10. Il ressort des pièces du dossier que, par un arrêté devenu définitif, en date du 9 mars 2022, le préfet des Hauts-de-Seine en date du 9 mars 2022 a transféré M. B aux autorités slovènes, responsables de l'examen de sa demande d'asile. Il est établi par les éléments fournis en défense par l'Office français de l'immigration et de l'intégration, notamment la lettre du gardien de la paix adressée au capitaine de police, chef du centre de rétention administratif du Mesnil-Amelot en date du 20 juillet 2022, que M. B devait être transféré vers la Slovénie le même jour, et qu'il devait prendre à l'aéroport de Roissy un vol pour Ljubljana (via Francfort) à 9 heures 25 mais qu'il a refusé d'embarquer. N'apportant aucun élément de nature à justifier ce refus, le requérant s'est donc intentionnellement soustrait aux exigences des autorités chargées de l'asile. Un tel refus pouvait justifier, sur le fondement du 3° de l'article L. 551-16 du code de l'entrée et du séjour des étrangers et du droit d'asile, dont les dispositions sont citées au point 2, une décision de cessation totale des conditions matérielles d'accueil.

11. Il ne ressort pas des pièces du dossier qu'en édictant la décision contestée que la directrice territoriale de l'Office français de l'immigration et de l'intégration à Montrouge ait commis une erreur d'appréciation.

12. Il résulte de ce qui précède que les conclusions aux fins d'annulation de la requête de M. B doivent être rejetées.

Sur les conclusions aux fins d'injonction et d'astreinte :

13. Le présent jugement n'appelle aucune mesure d'exécution. Les conclusions aux fins d'injonction et d'astreinte de la requête de M. B ne peuvent, dès lors, qu'être rejetées.
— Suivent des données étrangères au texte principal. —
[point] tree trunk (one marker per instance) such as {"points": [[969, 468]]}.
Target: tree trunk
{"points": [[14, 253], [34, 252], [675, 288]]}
Sur les conclusions aux fins d'application des dispositions des articles L. 761-1 du code de justice administrative et 37 de la loi n° 91-647 du 10 juillet 1991 :

14. Les dispositions législatives visées ci-dessus font obstacle à ce qu'une quelconque somme soit mise à la charge de l'Office français de l'immigration et de l'intégration, qui n'est pas, dans la présente instance, la partie perdante.

D É C I D E :

Article 1er : La requête de M. B est rejetée.

Article 2 : Le présent jugement sera notifié à M. A B et à l'Office français de l'immigration et de l'intégration.

Délibéré après l'audience du 8 janvier 2024 à laquelle siégeaient :

M. Kelfani, président, Mme Louazel, conseillère, et M. Villette, conseiller.

Rendu public par mise à disposition au greffe le 9 février 2024.

Le rapporteur,

signé

K. KELFANI

La conseillère,

signé

M. LOUAZELLe greffier,

signé

D. HAUDE

La République mande et ordonne au ministre de l'intérieur et des outre-mer en ce qui le concerne ou à tous commissaires de justice à ce requis en ce qui concerne les voies de droit commun contre les parties privées, de pourvoir à l'exécution de la présente décision.